RDF and Friends#

RDF is one of the elephants in the room when it comes to triplet graphs and linked data. Its history is complex and torrid, known as hopelessly and aggressively complex or a divine calling, depending on your disposition.

p2p-ld does not necessarily seek to be an RDF-based p2p protocol, though strategizing for interoperability with RDF and RDF-derivative formats would be nice.

One of the primary challenges to using RDF-like formats is the conflation of URLs and URIs as the primary identifiers for schema and objects. This idea (roughly) maps onto the “neat” characterization of linked data where everything should have ideally one canonical representation, and there should be a handful of “correct” general-purpose schema capable of modeling the world.

We depart from that vision, instead favoring radical vernacularism [Saunders, 2023]. URIs are extremely general, and include decentralized identifiers like multiaddrs

RDF And Friends#

Important

Return here re: RDF canonicalization and IPFS https://github.com/multiformats/multicodec/pull/261

JSON-LD#

Challenges#

Ordered Data#

The edges from a node in a graph are unordered, which makes array and tabular data difficult to work with in RDF!
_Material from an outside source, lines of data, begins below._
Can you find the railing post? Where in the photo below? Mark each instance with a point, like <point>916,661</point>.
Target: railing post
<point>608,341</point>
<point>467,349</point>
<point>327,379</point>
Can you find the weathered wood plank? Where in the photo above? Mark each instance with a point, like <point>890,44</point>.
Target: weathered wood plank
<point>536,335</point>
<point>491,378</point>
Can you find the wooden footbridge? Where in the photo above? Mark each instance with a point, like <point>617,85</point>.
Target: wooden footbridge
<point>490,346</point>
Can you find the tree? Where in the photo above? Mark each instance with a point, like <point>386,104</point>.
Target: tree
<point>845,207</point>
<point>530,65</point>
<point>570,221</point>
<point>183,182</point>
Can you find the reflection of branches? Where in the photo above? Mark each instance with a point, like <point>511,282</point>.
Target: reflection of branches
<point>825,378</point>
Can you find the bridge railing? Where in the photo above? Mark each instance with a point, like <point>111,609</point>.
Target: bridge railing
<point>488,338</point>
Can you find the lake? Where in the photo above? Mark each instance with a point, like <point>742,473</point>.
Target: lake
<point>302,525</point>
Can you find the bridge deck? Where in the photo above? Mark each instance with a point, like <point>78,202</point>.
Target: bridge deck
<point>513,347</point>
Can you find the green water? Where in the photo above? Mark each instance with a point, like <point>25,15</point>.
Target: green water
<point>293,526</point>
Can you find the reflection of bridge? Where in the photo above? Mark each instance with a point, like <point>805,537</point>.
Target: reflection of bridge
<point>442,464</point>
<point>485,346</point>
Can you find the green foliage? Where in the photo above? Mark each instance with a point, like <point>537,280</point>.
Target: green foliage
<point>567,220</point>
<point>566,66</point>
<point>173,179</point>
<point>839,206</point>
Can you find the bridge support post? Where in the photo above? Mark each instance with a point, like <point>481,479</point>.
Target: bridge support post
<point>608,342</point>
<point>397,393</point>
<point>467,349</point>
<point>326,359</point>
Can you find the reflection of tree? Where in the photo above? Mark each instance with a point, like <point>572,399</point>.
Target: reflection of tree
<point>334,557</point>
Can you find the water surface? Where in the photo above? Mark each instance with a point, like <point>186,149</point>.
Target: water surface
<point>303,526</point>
This has been approached in a few ways:

RDF uses a godforsaken rdf:first rdf:rest linked list syntax

eg. one would express MyList which contains the Friends ["Arnold", "Bob", "Carly"] in (longhand) turtle as

@prefix rdf: <http://www.w3.org/1999/02/22-rdf-syntax-ns#> .
@prefix : <https://example.com> .

:MyList :Friends :list1 . 

:list1
  rdf:first :Amy ;
  rdf:rest :list2 .

:list2
  rdf:first :Bob ;
  rdf:rest :list3 .

:list3
  rdf:first :Carly ;
  rdf:rest rdf:nil .

And thankfully turtle has a shorthand, which isn’t so bad:

@prefix rdf: <http://www.w3.org/1999/02/22-rdf-syntax-ns#> .
@prefix : <https://example.com> .

:MyList
  :Friends (
    :Amy
    :Bob
    :Carly
  ).

Both of these correspond to the triplet graph:

Which is not great.

JSON-LD uses a @list keyword:

{
  "@context": {"foaf": "http://xmlns.com/foaf/0.1/"},
  "@id": "http://example.org/people#joebob",
  "foaf:nick": {
    "@list": [ "joe", "bob", "jaybee" ]
  },
}

which can be expanded recursively to mimic arrays

JSON-LD

{
  "@context": {
    "@vocab": "https://purl.org/geojson/vocab#",
    "coordinates": {"@container": "@list"}
  },
  "geometry": {
    "coordinates": [
        [
            [-10.0, -10.0],
            [10.0, -10.0],
            [10.0, 10.0],
            [-10.0, -10.0]
        ]
    ]
  }
}

Turtle

@prefix geojson: <https://purl.org/geojson/vocab#>.

[
  a geojson:Feature ;
  geojson:bbox (-10 -10 10 10) ;
  geojson:geometry [
    a geojson:Polygon ;
    geojson:coordinates (
      (
        (-10 -10)
        (10 -10)
        (10 10)
        (-10 -10)
      )
    )
  ]
] .

Tabular Data#

As an overbrief summary, converting data from tables to RDF needs a schema mapping:

Columns to Properties
Column names in source table to symbolic names used within the conversion schema
datatype (for representation in concrete RDF syntax)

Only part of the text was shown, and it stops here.